Children or young people between the ages of 3 and 18 who have been sexually or physically abused or exposed to domestic violence may obtain benefit from TF-CBT, whether they have experienced repeated episodes of trauma or a single occurrence of trauma. The non-offending parent or caregiver will typically also participate in the therapy. Children who are learning to cope with the death of a loved one have also been shown to obtain great benefit from TF-CBT.
Components of TF-CBT
In a review published in 2008, Silverman and colleagues (12) compared various psychosocial treatments for children exposed to trauma and included seven studies evaluating cognitive-behavioral therapies, including TF-CBT. This was the only treatment approach determined to meet the criteria of a “well-established treatment.” Another Cochrane Collaboration review that was most recently updated in 2012 examined 14 RCTs covering psychological therapies for the treatment of PTSD among children and adolescents. The authors concluded that compared with control conditions, the “only therapy for which there was evidence” was CBT (including TF-CBT) (35). The six review articles included in this review (10,12,18–20,35) are described in Table 3. Similarities and differences in inclusion and exclusion criteria must be considered when comparing these results with the results of our review, because none of the previous reviews assessed the level of evidence in exactly the same way as we have defined our evidentiary assessment protocol. The reviews examined the status of evidence for similar and overlapping bodies of research, including TF-CBT with maltreated children only (20); TF-CBT for traumas that are not related to abuse, maltreatment, or family violence (19); and all cognitive-behaviorally oriented interventions applied to traumatized children (10,12,18,35).

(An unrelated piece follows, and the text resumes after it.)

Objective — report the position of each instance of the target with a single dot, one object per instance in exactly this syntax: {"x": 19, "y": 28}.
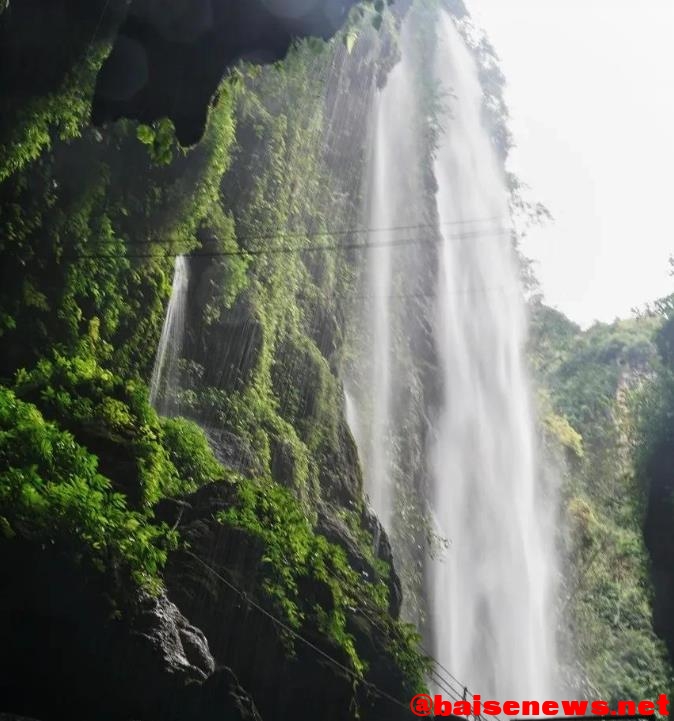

Evaluation of effectiveness
TF-CBT was significantly more effective in increasing effective parenting practices (with medium effect sizes), compared with active control groups (that is, child-centered therapy and child-only treatment). Seven studies examined co-occurring behavior problems, such as aggression cbt interventions for substance abuse and disruptive behavior (11,24–26,28,31,33); two of these studies included specific measures of sexual behavior problems (24,33). Regarding general behavior problems, two studies did not find significant main effects for pre-post treatment reductions in symptoms (24,28).
- Evidence-based treatment for children and adolescents impacted by trauma and their parents or caregivers.
- By understanding the effects of trauma, you are better equipped to cope with it, find practical solutions, and seek support.
- It’s most important to look for someone with experience in the practice and someone with whom you feel comfortable discussing personal problems.
- Adolescents who abuse substances or who are suicidal may temporarily see a worsening of symptoms with TF-CBT’s gradual exposure component.
Group sessions
To date, 11 empirical studies conducted on the impact of TF-CBT on adolescent survivors of trauma have demonstrated its usefulness in reducing symptoms of depression, anxiety, and PTSD. Randomized clinical trials comparing TF-CBT to play therapy, child-centered therapy, and supportive therapy show TF-CBT to yield greater gains over fewer sessions. Studies done up to two years after the conclusion of TF-CBT demonstrated these gains to be sustained over time.
The parallel-treatment components for caregivers can be provided to any available caregiver, such as a foster parent or another adult who can provide appropriate parenting support and is involved in the child’s daily life. During conjoint sessions, a child may choose to share the trauma narrative with an adult whom he or she identifies as supportive and trusted (for example, a grandparent, aunt, trusted teacher, or guidance counselor), regardless of whether this adult is involved in day-to-day care. Sessions are also held between the caregiver and the therapist throughout treatment, including prior to conjoint sessions, to ensure the ability of the caregiver to respond in a caring and supportive manner and to help prepare the caregiver for the sharing of the narrative. The level of evidence for TF-CBT was rated as high on the basis of ten RCTs, three of which were conducted independently (not by TF-CBT developers). TF-CBT has demonstrated positive outcomes in reducing symptoms of posttraumatic stress disorder, although it is less clear whether TF-CBT is effective in reducing behavior problems or symptoms of depression.
Level of evidence
Assessing the Evidence Base Series
- In the TF-CBT model, parents and children participate in parallel treatment sessions; for each component of treatment, the therapist spends part of the session with the child and part with the caregiver.
- Research shows children and adolescents experiencing severe emotional repercussions due to trauma frequently respond well to this technique.
- TF-CBT has strong evidence supporting its effectiveness, but it may not be right for everyone.
- We evaluated TF-CBT for the treatment of a broad range of traumatic events, rather than focusing on a specific type of trauma, as was the case for two reviews published in 2013 by the Agency for Healthcare Research and Quality (AHRQ) (19,20).
- The remaining three reviews we identified found that there was a high level of evidence for cognitive-behavioral approaches for traumatized children and adolescents, including TF-CBT (10,20,35).